Climate change set to increase insect appetite

APHIDS will feed more to make up for the lowerquality plants that are expected to grow under predicted 2050 CO2 levels, new research has found.
New research has found increased carbon dioxide levels predicted for 2050 will cause aphids to feed more leading to greater plant damage in the future.
The study, published in Scientific Reports earlier this month, revealed the complex interactions between plants, insect pests and viruses under future climate conditions, with implications for plant disease severity and food crop production.
Agriculture Victoria research scientist Dr Piotr Trebicki, who led the study, said the research showed that when it comes to pests, diseases and food crops, the effect of future climate conditions is far from well understood.
“Food crops will be required to feed nine billion people in 30 years’ time and with grain a staple food across the world, this research will help ensure our growers and exporters are well equipped to meet increasing demand”, Dr Trebicki said. Dr Trebicki said the study investigated how increasing carbon dioxide (CO2) concentration affects wheat, a virus pathogen and the aphid vector spreading the virus.
The authors studied insect biology on wheat plants exposed to increased CO2 levels, predicted for 2050, in the presence and absence of the barley yellow dwarf virus.
Insect pests and plant diseases can decimate crop production when not treated and even with current control measures, which are costly and hazardous to the environment, yield losses are still substantial.
“In a not-too-distant future, atmospheric CO2 concentration will be double those from the preindustrial revolution.
“It will reach unprecedented levels, significantly affecting plants and other organisms, particularly pests and disease,” Dr Trebicki said.
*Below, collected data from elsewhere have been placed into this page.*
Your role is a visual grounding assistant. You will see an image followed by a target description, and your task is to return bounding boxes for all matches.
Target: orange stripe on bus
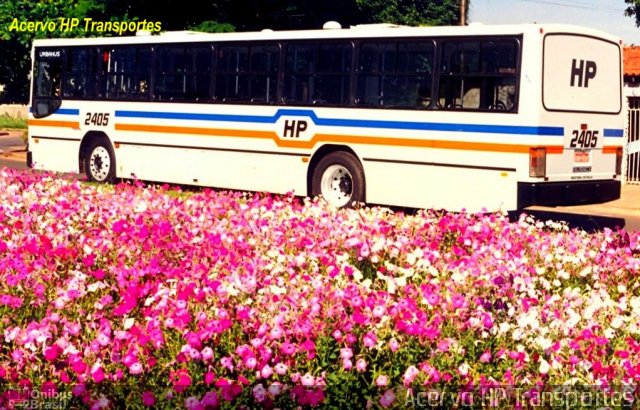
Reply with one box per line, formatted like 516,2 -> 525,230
115,122 -> 564,154
28,119 -> 79,128
115,123 -> 276,139
602,146 -> 621,154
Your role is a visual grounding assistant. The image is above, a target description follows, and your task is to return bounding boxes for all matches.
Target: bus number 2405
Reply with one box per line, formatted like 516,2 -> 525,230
84,112 -> 110,126
569,129 -> 598,148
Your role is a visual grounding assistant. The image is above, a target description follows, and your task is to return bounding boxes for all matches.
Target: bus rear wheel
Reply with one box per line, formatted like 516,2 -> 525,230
84,139 -> 116,183
311,151 -> 365,208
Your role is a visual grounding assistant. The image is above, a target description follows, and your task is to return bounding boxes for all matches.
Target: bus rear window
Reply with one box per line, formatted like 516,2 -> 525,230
543,34 -> 621,114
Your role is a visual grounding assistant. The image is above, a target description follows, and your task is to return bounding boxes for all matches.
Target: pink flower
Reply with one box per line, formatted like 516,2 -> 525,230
44,345 -> 61,362
280,342 -> 296,356
201,391 -> 219,407
403,365 -> 419,386
301,373 -> 315,387
388,339 -> 399,352
91,367 -> 105,384
480,350 -> 492,363
482,314 -> 494,329
201,347 -> 214,362
129,362 -> 143,375
253,384 -> 267,402
375,375 -> 389,387
268,382 -> 283,397
340,348 -> 353,360
185,396 -> 202,410
274,363 -> 288,375
451,293 -> 465,309
363,332 -> 377,349
220,357 -> 234,372
372,305 -> 385,318
260,364 -> 273,379
170,368 -> 192,393
142,391 -> 156,407
356,358 -> 367,372
379,389 -> 396,408
269,326 -> 284,339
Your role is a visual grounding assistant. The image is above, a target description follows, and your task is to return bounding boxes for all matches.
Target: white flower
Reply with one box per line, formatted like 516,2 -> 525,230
539,359 -> 551,374
123,317 -> 135,330
535,336 -> 553,350
134,200 -> 148,213
512,328 -> 524,341
498,322 -> 511,335
610,317 -> 624,329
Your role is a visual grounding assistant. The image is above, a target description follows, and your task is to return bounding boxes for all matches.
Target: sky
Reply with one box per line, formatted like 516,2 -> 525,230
470,0 -> 640,45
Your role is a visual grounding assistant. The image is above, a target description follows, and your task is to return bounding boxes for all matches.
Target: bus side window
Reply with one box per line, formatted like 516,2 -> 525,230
63,47 -> 96,99
102,47 -> 151,100
316,42 -> 353,105
216,46 -> 250,102
284,44 -> 316,105
155,45 -> 212,102
356,40 -> 434,109
437,38 -> 519,112
249,44 -> 279,104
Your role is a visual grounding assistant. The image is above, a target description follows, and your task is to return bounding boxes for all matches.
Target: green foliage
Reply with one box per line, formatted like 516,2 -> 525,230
0,0 -> 107,103
1,0 -> 465,103
189,20 -> 235,33
0,113 -> 27,129
625,0 -> 640,27
355,0 -> 462,26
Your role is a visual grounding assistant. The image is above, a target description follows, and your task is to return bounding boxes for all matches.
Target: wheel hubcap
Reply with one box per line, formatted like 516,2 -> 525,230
89,146 -> 111,181
320,165 -> 353,207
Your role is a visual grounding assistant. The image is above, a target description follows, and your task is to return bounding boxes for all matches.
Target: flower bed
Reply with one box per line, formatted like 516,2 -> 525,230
0,168 -> 639,409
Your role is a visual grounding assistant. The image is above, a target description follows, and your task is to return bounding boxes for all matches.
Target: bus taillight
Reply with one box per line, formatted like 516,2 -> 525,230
615,147 -> 623,175
529,147 -> 546,178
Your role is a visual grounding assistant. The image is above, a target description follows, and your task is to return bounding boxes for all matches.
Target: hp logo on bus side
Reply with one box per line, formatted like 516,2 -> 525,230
276,116 -> 315,141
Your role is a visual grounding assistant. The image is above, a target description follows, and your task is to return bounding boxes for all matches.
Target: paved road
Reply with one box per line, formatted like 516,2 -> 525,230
1,130 -> 638,231
0,130 -> 28,170
0,130 -> 27,169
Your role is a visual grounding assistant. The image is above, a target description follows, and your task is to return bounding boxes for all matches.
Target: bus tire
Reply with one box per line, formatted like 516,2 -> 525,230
84,138 -> 116,183
311,151 -> 365,208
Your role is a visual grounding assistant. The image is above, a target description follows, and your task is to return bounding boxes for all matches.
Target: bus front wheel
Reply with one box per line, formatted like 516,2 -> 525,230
311,151 -> 365,208
84,139 -> 116,183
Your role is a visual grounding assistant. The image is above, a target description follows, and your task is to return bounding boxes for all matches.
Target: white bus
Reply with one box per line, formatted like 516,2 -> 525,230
28,23 -> 624,212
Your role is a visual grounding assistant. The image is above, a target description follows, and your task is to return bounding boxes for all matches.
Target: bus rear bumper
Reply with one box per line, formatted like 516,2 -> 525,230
517,179 -> 621,209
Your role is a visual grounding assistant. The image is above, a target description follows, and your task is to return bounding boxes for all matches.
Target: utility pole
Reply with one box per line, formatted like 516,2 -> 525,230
460,0 -> 467,26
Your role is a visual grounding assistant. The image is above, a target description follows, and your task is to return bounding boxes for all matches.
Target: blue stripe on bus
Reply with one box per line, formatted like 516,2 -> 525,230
603,129 -> 624,137
27,107 -> 79,115
115,109 -> 565,136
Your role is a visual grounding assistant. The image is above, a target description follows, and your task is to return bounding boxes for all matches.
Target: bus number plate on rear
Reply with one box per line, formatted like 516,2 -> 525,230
574,149 -> 590,163
569,129 -> 598,148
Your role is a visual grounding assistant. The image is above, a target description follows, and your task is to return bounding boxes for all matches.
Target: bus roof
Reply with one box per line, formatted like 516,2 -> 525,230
31,23 -> 621,48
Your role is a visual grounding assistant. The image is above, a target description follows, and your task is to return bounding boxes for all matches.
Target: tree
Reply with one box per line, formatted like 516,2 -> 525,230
355,0 -> 462,26
1,0 -> 467,103
625,0 -> 640,27
0,0 -> 108,103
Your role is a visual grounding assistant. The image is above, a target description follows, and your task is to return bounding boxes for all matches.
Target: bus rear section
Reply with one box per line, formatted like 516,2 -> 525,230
517,31 -> 624,209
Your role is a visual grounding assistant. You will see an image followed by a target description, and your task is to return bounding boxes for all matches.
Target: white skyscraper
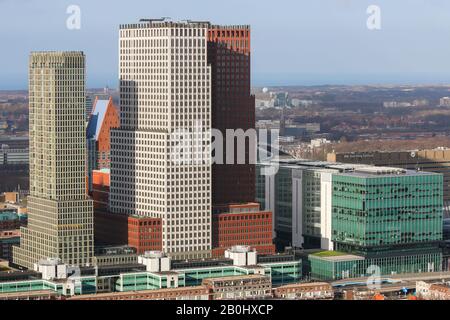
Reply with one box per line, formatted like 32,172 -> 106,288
110,20 -> 212,259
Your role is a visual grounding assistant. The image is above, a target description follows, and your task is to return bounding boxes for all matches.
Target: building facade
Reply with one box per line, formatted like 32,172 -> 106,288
13,52 -> 94,269
309,166 -> 444,280
0,230 -> 20,263
110,20 -> 212,259
208,25 -> 255,205
328,148 -> 450,204
86,97 -> 120,191
272,282 -> 334,300
202,274 -> 272,300
256,160 -> 358,251
212,203 -> 275,257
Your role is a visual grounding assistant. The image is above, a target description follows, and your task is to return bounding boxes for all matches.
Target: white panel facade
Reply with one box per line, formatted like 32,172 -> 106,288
110,22 -> 212,259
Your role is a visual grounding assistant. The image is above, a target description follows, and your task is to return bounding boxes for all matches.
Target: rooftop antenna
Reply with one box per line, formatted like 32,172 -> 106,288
139,17 -> 171,23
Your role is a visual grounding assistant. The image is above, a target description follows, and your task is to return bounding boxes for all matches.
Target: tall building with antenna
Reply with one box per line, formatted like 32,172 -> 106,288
109,19 -> 212,259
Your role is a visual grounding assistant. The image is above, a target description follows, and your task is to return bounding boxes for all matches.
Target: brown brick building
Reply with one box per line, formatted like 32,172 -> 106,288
212,203 -> 275,257
208,25 -> 256,205
91,170 -> 162,254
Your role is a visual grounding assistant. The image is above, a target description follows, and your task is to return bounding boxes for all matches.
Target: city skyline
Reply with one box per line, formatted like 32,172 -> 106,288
2,0 -> 450,89
1,2 -> 450,303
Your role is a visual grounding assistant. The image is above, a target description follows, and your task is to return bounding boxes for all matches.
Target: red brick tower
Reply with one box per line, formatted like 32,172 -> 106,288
208,25 -> 256,205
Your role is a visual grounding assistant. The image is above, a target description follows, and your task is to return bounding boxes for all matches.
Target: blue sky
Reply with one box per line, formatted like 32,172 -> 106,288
1,0 -> 450,89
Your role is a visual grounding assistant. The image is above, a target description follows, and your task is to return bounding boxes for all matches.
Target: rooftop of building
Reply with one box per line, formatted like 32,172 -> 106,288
331,147 -> 450,155
68,285 -> 208,300
336,166 -> 437,178
96,264 -> 146,277
202,273 -> 269,283
0,270 -> 41,282
0,290 -> 57,299
93,168 -> 110,174
212,202 -> 264,215
261,159 -> 368,173
310,251 -> 365,262
120,18 -> 250,30
171,258 -> 233,270
259,159 -> 438,177
275,282 -> 332,289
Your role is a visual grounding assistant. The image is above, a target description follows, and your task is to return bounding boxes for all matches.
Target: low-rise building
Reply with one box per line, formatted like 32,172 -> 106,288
0,248 -> 301,299
212,203 -> 275,257
93,246 -> 138,267
0,209 -> 26,231
0,230 -> 20,262
92,169 -> 163,253
68,286 -> 210,300
273,282 -> 333,300
416,281 -> 450,300
203,274 -> 272,300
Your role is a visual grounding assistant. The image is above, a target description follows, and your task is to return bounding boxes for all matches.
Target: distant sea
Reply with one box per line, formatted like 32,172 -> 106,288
3,72 -> 450,90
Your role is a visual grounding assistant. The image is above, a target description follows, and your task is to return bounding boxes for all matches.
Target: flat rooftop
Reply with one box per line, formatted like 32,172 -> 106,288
310,251 -> 365,262
202,274 -> 269,283
260,160 -> 439,177
336,166 -> 437,178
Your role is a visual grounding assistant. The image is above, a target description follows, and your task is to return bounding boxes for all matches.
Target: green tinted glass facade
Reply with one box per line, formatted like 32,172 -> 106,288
332,172 -> 443,251
0,280 -> 63,295
261,261 -> 302,286
310,250 -> 442,281
310,170 -> 444,281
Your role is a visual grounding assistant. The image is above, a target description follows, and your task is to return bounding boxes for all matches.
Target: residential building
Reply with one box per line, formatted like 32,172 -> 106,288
416,281 -> 450,300
272,282 -> 334,300
68,286 -> 210,300
13,51 -> 94,269
202,274 -> 272,300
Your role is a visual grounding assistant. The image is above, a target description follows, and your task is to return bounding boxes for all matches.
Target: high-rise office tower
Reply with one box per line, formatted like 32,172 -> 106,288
208,25 -> 255,205
13,52 -> 94,269
110,20 -> 212,259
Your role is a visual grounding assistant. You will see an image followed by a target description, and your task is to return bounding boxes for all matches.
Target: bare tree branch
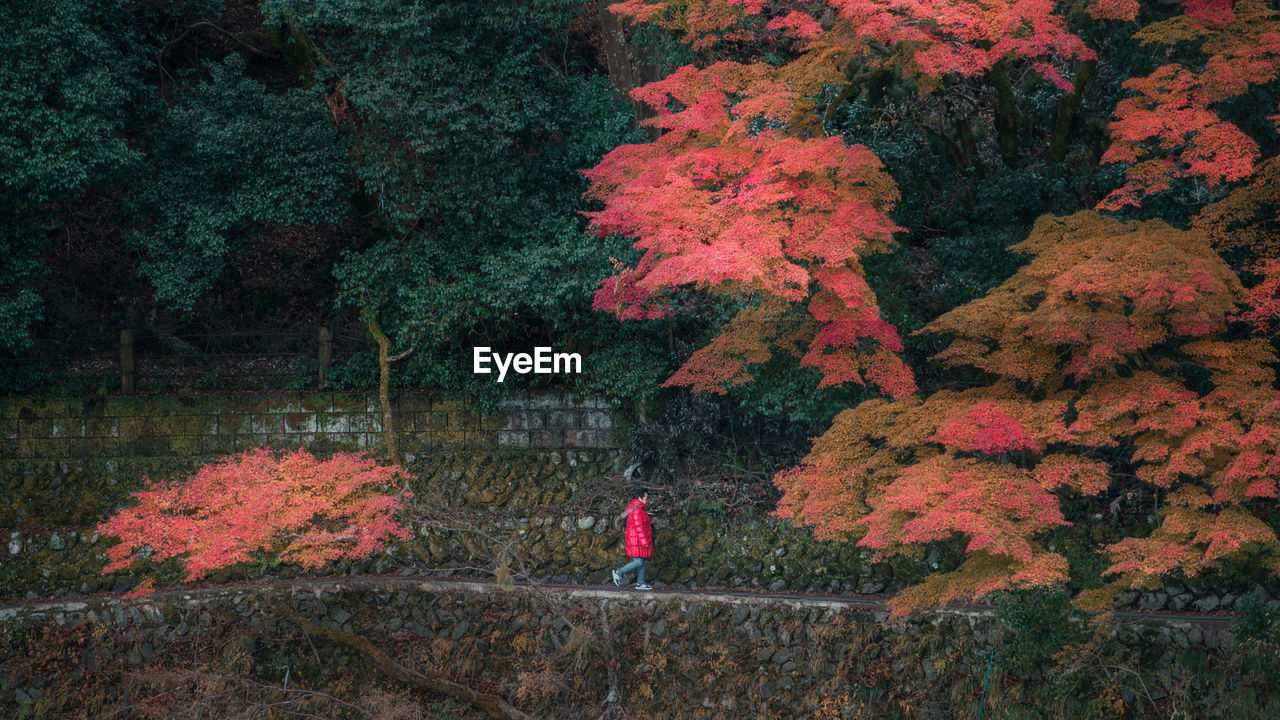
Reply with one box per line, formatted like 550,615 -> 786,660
269,598 -> 532,720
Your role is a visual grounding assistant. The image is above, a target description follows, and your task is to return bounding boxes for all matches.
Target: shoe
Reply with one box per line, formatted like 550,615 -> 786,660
635,583 -> 653,590
611,570 -> 622,586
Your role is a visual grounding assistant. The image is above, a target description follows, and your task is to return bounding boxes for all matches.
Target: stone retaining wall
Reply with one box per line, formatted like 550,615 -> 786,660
0,389 -> 616,463
1,580 -> 1270,719
3,441 -> 1278,616
0,448 -> 623,528
0,510 -> 915,603
8,501 -> 1279,618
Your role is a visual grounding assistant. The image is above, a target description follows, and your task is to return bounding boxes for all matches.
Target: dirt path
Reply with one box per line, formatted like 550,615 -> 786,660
0,573 -> 1241,630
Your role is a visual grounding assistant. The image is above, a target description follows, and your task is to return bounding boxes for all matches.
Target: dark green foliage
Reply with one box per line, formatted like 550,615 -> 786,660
0,228 -> 46,354
0,358 -> 61,395
258,0 -> 653,401
1237,594 -> 1280,645
0,0 -> 147,211
727,353 -> 860,426
568,324 -> 672,407
1236,594 -> 1280,688
261,0 -> 626,242
620,382 -> 815,499
995,588 -> 1090,672
128,56 -> 349,311
0,0 -> 150,352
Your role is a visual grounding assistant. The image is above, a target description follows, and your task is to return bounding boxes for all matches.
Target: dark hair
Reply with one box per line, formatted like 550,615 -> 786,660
627,486 -> 647,500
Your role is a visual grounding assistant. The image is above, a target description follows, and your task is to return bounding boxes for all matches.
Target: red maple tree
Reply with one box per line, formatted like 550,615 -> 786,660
1098,0 -> 1280,209
595,1 -> 1280,613
97,448 -> 411,582
588,0 -> 1099,395
585,60 -> 914,395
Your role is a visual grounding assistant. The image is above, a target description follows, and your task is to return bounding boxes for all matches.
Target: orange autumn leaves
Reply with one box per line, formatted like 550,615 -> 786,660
587,0 -> 1098,397
97,449 -> 410,583
588,0 -> 1278,394
777,213 -> 1280,612
610,0 -> 1093,88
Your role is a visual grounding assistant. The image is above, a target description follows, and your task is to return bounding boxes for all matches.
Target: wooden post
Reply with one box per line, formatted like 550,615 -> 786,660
318,326 -> 332,389
120,329 -> 135,395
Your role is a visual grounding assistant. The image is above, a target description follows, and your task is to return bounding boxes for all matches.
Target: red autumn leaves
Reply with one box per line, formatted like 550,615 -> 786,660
97,449 -> 410,583
587,1 -> 1280,612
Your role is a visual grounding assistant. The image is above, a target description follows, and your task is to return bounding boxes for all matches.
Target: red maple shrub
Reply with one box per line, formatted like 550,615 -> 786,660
97,448 -> 411,583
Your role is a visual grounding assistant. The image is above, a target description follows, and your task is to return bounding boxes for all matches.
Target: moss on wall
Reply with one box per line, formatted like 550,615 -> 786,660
3,583 -> 1278,719
0,389 -> 616,467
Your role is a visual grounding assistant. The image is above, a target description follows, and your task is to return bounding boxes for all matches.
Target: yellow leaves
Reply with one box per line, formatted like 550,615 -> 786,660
889,550 -> 1069,615
1101,503 -> 1279,588
1201,507 -> 1277,562
662,298 -> 799,393
1086,0 -> 1139,21
1192,156 -> 1280,258
776,208 -> 1280,613
928,212 -> 1242,383
1034,455 -> 1111,494
1072,583 -> 1129,612
1168,484 -> 1214,508
122,576 -> 157,598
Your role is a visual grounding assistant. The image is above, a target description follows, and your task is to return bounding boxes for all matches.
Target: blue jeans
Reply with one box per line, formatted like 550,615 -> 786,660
616,557 -> 648,585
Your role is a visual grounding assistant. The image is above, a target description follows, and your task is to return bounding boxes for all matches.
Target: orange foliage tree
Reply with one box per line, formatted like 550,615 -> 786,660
608,0 -> 1092,87
775,212 -> 1280,612
1193,156 -> 1280,334
97,448 -> 411,583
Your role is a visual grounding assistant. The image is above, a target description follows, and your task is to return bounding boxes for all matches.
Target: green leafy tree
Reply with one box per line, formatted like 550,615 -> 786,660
261,0 -> 645,393
128,55 -> 350,311
0,0 -> 150,351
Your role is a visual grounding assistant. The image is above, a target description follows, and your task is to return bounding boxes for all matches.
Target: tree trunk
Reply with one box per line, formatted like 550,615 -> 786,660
599,6 -> 637,106
363,311 -> 401,467
1049,59 -> 1097,163
598,4 -> 661,139
990,62 -> 1020,166
957,117 -> 980,176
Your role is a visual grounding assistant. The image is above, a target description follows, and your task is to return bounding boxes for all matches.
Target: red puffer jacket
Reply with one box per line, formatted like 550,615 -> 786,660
623,499 -> 652,558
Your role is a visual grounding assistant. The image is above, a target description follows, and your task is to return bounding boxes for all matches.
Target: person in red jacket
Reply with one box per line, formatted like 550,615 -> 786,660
611,492 -> 653,590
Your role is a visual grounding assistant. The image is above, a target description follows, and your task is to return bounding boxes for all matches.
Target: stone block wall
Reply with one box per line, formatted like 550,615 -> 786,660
0,447 -> 624,528
0,389 -> 616,463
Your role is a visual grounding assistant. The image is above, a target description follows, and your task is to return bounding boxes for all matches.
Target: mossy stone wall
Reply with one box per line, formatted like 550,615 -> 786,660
2,581 -> 1273,719
0,389 -> 615,463
0,389 -> 615,527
The researchers showed it is well documented that in plants grown under increased CO2 levels, nitrogen concentration is reduced and as a consequence, grain products are expected to have inferior nutritional quality.
Due to the reduced plant quality under elevated CO2, aphid offspring production decreased but to recompense the lower quality aphids are forced to feed more.
The increased feeding, on average will lead to greater plant damage.
“It is highly complex, on the one hand, less aphids is good news, but on the other, there will be more aphid damage, which is bad news.
“Virus infection can also change the proportion of infected aphids flying around, increasing virus incidence and disease severity,” Dr Trebicki said. The research was funded by Agriculture Victoria and the Grains Research Development Corporation.